# today



## LarryRB

today is 6-6-06 and the 30 mtg rate is 6.66


----------



## Doc

and at 7:06 this morning the time was 6:66  


What's it all mean?


----------



## Melensdad

As I drove to work at 6 am it was 66 degrees.



			
				Doc said:
			
		

> What's it all mean?



NOT A DAMN THING!


----------



## LarryRB

Doc said:
			
		

> and at 7:06 this morning the time was 6:66
> 
> 
> What's it all mean?


it's for those that are superstitious or stupidstitious,.
Today is the 6th day of the 6th month of the 6th year
of the new century, some say it's Satan's Day because
of the numerology, it's not, it's the anniversary of
the "D Day" invasion of Europe, the Liberation began
on this day in 1944, many of our Fathers participated
in this great war of liberation, thank God that they
did and were successful in defeating tyranny across
the globe, my thanks and respect to all who served in
the "Great Crusade".


----------



## XeVfTEUtaAqJHTqq

Shouldn't this be in the "jokes" section?


----------



## Mith

666, unlucky lady.....


----------



## bczoom

PBinWA said:
			
		

> Shouldn't this be in the "jokes" section?


I'm wondering the same.

Larry - It's your thread.  OK with you?

Brian


----------



## JayC

This 666 thing is really going to far.
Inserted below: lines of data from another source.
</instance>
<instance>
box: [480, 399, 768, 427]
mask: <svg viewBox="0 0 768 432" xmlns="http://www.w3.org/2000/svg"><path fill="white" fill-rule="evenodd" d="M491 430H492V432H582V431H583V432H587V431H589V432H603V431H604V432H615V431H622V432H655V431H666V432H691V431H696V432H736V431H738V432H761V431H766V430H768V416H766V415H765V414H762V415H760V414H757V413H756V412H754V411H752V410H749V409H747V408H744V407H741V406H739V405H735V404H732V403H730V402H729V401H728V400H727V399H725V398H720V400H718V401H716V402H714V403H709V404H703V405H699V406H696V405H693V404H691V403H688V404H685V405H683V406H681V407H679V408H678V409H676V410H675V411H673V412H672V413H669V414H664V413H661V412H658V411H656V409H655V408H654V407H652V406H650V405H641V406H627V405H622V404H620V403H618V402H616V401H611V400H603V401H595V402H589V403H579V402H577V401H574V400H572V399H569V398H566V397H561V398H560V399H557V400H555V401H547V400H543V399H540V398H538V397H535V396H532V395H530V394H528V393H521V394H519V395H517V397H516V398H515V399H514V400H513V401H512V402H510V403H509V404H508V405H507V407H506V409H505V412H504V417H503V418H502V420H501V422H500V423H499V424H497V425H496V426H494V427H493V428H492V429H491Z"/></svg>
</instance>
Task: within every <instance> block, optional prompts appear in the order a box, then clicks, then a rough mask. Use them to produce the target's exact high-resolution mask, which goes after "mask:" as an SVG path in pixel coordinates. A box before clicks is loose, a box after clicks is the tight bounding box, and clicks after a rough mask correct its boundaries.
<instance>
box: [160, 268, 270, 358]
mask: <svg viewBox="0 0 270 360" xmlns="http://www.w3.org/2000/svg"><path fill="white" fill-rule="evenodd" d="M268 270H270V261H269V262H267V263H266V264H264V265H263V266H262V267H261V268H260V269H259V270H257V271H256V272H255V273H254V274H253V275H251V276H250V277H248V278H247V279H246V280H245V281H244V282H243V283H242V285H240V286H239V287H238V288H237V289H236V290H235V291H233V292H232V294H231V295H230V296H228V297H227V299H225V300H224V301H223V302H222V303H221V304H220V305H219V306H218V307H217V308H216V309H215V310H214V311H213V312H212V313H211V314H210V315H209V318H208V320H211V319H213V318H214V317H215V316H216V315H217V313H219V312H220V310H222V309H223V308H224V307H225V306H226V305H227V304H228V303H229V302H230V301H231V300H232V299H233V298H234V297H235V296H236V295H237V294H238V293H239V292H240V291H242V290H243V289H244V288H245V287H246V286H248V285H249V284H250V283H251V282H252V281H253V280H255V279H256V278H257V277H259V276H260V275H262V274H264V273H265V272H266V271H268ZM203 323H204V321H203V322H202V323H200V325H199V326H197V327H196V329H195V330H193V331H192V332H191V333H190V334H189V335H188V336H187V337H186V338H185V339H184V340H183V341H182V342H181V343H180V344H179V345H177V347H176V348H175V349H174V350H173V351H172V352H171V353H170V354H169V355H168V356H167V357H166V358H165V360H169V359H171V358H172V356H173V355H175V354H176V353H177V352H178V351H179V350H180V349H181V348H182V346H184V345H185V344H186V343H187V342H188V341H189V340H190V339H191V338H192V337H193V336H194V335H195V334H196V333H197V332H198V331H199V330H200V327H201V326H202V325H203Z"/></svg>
I received a book I had ordered yesterday about the German battleship Bismarck. It is published by Warner Books. You know what the address is? Take a wild guess, I dare ya.

666 Fifth Avenue
New York, NY 10103




I'm so sick of this 666 thing. It really isn't 6, 6, 6. Last I checked this was the year 2006 not the year 6. 6, 6,* 0*6 doesn't make 666. People will get wrapped up about the stupidest things. At least Hell is having a good time...

_http://www.hell2u.com_


----------